- O clima de 2025 deixou Bordeaux perto dos limites de sustentabilidade, mas Pessac-Léognan e Graves ficaram relativamente poupados.
- As chuvas no inverno e durante o ciclo de cultivo foram maiores em Pessac-Léognan/Graves do que no Médoc ou na margem direita.
- Os rendimentos em Pessac-Léognan ficaram próximos ou acima da média de dez anos, com 2025 registrando menor queda comparado a outras áreas (aproximadamente 31,0 hl/ha, mudança de -12,9%).
- Os tintos são descritos como frescos, vivos e com baixo teor alcoólico, destacando a tipicidade de terroir; Haut-Brion e La Mission Haut-Brion continuam como estrelas, com Carmes Haut-Brion em excelente forma.
- Destaques de 2025 incluem Haut-Brion e La Mission Haut-Brion em 97–99; várias outras safras variando de 94 a 98+, além opções de valor como Larrivet Haut-Brion e Latour-Martillac.
O Bordeaux 2025 en primeur traz uma leitura menos sombria para Pessac-Léognan e Graves. Embora a safra tenha encostado nos limites de sustentabilidade, as vinhas dessas áreas terminaram apresentando equilíbrio e expressed terroir notável nos tintos.
Análises de clima indicam que o Pessac-Léognan recebeu mais chuvas no inverno e na temporada de crescimento em comparação com Médoc e Right Bank. Esses índices ajudaram a manter rendimentos estáveis, com queda menor que a observada em outras regiões.

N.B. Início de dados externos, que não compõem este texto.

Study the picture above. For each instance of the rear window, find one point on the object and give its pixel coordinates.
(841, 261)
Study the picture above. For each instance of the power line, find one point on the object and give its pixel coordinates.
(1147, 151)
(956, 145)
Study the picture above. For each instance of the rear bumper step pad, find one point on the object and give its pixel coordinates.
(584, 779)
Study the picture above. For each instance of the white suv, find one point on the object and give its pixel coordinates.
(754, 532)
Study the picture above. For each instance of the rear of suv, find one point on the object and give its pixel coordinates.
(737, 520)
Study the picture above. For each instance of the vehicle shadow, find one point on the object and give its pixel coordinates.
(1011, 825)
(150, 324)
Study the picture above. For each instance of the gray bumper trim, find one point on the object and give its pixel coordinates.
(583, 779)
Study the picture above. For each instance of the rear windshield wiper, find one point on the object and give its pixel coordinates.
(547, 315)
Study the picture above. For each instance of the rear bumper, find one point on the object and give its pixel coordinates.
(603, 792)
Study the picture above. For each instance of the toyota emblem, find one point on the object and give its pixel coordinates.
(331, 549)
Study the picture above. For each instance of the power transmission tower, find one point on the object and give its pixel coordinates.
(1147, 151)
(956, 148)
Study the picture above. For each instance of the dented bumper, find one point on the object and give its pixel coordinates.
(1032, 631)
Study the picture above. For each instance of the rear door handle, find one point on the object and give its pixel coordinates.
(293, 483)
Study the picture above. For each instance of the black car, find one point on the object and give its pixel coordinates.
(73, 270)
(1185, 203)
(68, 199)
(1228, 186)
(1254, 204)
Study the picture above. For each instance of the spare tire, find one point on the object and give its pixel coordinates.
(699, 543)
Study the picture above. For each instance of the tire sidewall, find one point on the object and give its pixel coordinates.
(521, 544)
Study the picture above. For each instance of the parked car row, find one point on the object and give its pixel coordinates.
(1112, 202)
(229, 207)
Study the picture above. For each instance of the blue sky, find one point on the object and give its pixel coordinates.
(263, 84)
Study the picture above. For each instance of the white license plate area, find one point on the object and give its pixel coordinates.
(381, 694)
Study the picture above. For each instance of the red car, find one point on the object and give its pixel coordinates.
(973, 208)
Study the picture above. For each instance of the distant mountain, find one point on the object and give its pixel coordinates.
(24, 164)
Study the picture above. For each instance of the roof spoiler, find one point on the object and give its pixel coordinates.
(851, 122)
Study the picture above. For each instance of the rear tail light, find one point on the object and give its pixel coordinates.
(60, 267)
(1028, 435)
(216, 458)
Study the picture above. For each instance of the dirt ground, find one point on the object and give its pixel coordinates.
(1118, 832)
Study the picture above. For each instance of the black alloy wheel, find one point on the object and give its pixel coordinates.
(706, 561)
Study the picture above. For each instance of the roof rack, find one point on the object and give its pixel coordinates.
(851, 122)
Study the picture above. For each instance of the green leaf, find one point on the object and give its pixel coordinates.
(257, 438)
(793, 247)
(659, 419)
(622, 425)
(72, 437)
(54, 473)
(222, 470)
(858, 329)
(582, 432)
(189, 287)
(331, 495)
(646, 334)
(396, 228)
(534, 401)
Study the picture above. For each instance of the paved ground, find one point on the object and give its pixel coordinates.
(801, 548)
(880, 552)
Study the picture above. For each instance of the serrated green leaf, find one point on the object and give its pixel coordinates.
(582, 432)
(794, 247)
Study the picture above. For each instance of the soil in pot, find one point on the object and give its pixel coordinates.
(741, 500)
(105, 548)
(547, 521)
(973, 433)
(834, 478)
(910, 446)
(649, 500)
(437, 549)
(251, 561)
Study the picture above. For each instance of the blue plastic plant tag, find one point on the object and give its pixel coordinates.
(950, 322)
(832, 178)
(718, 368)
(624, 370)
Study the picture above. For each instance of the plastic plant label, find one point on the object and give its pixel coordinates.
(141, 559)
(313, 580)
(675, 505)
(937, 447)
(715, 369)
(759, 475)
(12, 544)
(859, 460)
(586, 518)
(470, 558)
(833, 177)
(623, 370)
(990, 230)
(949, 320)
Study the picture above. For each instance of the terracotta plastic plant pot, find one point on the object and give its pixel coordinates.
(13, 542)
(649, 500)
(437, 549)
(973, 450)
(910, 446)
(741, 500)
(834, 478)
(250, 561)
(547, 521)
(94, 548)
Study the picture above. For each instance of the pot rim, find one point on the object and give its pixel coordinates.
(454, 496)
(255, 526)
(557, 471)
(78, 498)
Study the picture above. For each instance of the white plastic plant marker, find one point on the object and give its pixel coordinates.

Entre os destaques, as segundas linhas de veneráveis château mostraram qualidade elevada, com Merlot recuperando parte do peso perdido em 2024. As top casas Haut-Brion e La Mission Haut-Brion seguem como referências, seguidas de Carmes Haut-Brion, Haut Bailly e Pape-Clément, em bom momento de forma.
Panorama por propriedade e notas de safra
Vinhos de Haut-Brion e La Mission Haut-Brion aparecem entre os mais expressivos, exibindo frescor, acidez equilibrada e boa capacidade de envelhecimento. Carmes Haut-Brion destaca-se pela elegância, enquanto Haut Bailly e Pape-Clément recebem elogios por personalidade e persistência.
Valores de rendimento e composição de cortes permanecem estáveis, com Merlot retomando proporções próximas à média de 10 anos nos cortes, após 2024 marcada por doenças na vinha. A produção permanece limitada, mas com qualidade alta para a safra de 2025.
Destaques e leituras da safra 2025
Entre os destaques de preço e notas, Haut-Brion e La Mission Haut-Brion aparecem com notas altas, seguidas por Carmes Haut-Brion, Haut-Bailly, Pape-Clément e Smith Haut Lafitte. Casas como Domaine de Chevalier e Bouscaut também recebem destaque pela evolução de qualidade.
Notas de avaliação apontam que a safra oferece vinhos frescos, com teor alcoólico moderado e tipicidade de terroir marcante. A demanda por safras de guarda segue estável, com atenção aos ciclos de envelhecimento.
Os produtores sinalizam que a colheita de 2025, mesmo com adversidades climáticas, entregou tintos elegantes e com potencial de evolução, especialmente nos grandes nomes da região.